5 Break-Through Insights that Create a Meaningful Workplace

meaning
This is a guest post by Danny Gutknecht, CEO and Co-founder of Pathways, an advisory firm that helps organizations tap their potential. His new book is Meaning at Work – And Its Hidden Language.

 

Create a Meaningful Workplace

Organizations have blundered in their attempts to provide purpose and meaning for employees. But meaning and purpose are not something that companies can provide.

Meaning is a human need that runs an operating system intrinsic to itself. No one can plot it for us; we can’t download it and install it like an app. We can’t live up to or adopt values painted on the wall.

Until we understand the principles of how meaning works for the organization and for human beings, and implement processes that will allow meaning to occur, we’ll continue to experience the churn that comes from lack of alignment.

Consider these five break-through insights that can help create a meaningful workplace:

 

1. Learn how meaning works. 

Meaning is created daily through experience and interactions we have with everything in our lives. We have an inner dialogue with our work, relationships and organizations. Our meaning is the result of how we interpret and interact with our world. When work is meaningful, we strive to improve and engage more deeply with it. When we share meaning with a group or company, each is enhanced and grows. But make no mistake: meaning can’t be given; it can only be shared.

 

2. Make meaning the key to organizational excellence, and to personal excellence.

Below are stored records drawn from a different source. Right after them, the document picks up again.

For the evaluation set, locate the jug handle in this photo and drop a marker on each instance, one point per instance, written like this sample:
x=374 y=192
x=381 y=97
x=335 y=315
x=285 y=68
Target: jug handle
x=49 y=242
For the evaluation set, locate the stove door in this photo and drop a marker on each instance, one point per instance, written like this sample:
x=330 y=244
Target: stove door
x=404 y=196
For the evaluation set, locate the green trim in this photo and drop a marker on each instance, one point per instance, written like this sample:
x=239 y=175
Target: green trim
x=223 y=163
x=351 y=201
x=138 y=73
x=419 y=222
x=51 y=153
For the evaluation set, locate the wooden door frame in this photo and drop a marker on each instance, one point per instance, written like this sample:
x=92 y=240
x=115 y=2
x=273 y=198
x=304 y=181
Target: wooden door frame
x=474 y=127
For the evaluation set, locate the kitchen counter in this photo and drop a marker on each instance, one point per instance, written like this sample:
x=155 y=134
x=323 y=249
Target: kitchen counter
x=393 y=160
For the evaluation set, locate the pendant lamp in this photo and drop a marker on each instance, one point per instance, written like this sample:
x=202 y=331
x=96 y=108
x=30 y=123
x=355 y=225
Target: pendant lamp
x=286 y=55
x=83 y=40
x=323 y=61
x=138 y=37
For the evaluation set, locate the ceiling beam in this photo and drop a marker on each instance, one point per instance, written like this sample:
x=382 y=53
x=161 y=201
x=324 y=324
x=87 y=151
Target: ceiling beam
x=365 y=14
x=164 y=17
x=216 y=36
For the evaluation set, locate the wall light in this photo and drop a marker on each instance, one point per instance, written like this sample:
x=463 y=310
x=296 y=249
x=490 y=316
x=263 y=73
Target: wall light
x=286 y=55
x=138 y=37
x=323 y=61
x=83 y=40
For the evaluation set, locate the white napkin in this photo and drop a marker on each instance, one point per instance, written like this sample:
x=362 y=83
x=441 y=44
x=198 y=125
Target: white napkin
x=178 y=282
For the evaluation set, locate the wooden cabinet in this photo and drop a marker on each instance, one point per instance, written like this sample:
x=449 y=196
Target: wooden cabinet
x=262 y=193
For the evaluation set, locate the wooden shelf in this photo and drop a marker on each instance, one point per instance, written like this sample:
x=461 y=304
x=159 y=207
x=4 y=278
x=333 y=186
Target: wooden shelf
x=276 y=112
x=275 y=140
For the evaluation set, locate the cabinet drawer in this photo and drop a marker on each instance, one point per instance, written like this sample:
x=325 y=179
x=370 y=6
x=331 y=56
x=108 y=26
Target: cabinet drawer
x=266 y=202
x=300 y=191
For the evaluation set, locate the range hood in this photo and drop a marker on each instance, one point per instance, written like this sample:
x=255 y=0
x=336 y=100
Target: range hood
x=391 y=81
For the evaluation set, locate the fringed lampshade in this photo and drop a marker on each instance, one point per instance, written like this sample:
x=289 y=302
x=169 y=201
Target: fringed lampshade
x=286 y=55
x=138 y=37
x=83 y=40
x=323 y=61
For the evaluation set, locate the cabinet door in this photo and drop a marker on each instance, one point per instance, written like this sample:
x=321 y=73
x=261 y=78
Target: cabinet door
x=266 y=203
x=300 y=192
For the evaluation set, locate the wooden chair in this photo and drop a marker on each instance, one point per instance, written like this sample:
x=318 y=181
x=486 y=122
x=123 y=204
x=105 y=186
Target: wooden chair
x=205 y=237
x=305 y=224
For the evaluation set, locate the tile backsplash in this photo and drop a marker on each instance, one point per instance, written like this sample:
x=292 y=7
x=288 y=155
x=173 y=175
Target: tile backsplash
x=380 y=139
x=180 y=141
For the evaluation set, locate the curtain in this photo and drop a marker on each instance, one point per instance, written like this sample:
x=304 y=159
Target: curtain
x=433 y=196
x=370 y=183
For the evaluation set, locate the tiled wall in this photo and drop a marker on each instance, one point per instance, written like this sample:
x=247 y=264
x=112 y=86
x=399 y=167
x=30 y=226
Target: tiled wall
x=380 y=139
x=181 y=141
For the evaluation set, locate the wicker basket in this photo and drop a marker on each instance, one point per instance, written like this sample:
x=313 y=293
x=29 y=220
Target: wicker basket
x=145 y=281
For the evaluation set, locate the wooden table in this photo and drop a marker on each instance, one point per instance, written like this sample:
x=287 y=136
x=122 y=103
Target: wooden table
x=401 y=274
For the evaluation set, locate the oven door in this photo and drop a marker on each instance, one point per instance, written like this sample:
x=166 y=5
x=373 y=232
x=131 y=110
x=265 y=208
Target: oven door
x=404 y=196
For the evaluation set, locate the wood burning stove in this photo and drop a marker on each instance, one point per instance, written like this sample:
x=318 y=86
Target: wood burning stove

BE Aerospace won a contract to create a product with multiple iterations in a highly regulated environment. It hired a slew of top engineers in the UK, but the flow of engineers out the door was as steady as the flow coming in. It was killing the company’s ability to deliver. By interrogating and mining the meaning of the company, it became clear that the engineers who were leaving weren’t aligned with those who were staying, even though they thought they were. The message from management in the recruiting phase missed the essence of who they were. Those who left described the work as overwhelming, with impossible challenges and unsolvable problems. The ones who were engaged and loved what they did were fulfilled by the challenge. As one employee put it, “It’s like being dropped into the ocean with no beach in sight — so you start swimming and soon you learn it’s a damn fine beach when you get there.” Because traditional job descriptions and marketing messages dominated the employment conversation, everyone missed the conversation about what mattered most.

 

3. Recruit to meaning.

Many interviews briefly touch on aligning meaning. They focus on “time for dollars” and descriptions of what it’s like to work here. These conversations are often highly assumptive and don’t explore the deeper aspects of real alignment.

 

4. Treat meaning as a process.

“Essence Mining” is a process that uncovers the difference between the meaning of the organization and that of the employees and then forms a common language with common interests. It involves four fundamental steps:

Step 1 – Mine. Interview employees about their journey and what matters most to them at work. Ask what led them to this job and how it fulfills their meaning.

Step 2 – Analyze. Analyze the interviews for recurring and shared themes. You will uncover different words that describe the same idea — like the analogy of six blind people describing an elephant.

Step 3 – Synthesize. Identify shared themes and how they apply to the work taking place.

Step 4 – Personalize. Empower employees by integrating shared themes into the work.

 

Essence Mining leads to a shared meaning, such as occurred with Premise Health, a provider of on-site custom health care for corporations. When mining organizational meaning, Premise employees expressed one key theme: “a time to be.” Premise places clinics inside large companies like Google so that employees can engage in healthcare services without the hassle of leaving the office. This allows physicians at Premise more time with patients to discuss and improve their overall health. By asking questions around “time to be,” pharmacists at Premise set out to innovate how people obtain medication. Premise pharmacists cut the number of trips needed to fill prescriptions. They also increased communication between pharmacist, physician and patient to reduce or eliminate medications.

 

5. Meaning is dynamic.

Organizational meaning must evolve over the course of the organization’s life. Southwest Airlines went from “No Frills” to giving people the “Freedom to Fly” to “Without People, It’s Just a Machine.” Southwest continues to explore who it is through the experiences of employees and customers. It treats the organization as if it’s a person on a journey, like it’s a living entity. It hires and trains with these themes front and center. Values change with different situations — the organization changes when the market presents different contexts — so its interpretation of meaning is always dynamic. If it treats meaning as static, it delays the necessary actions needed to grow and evolve.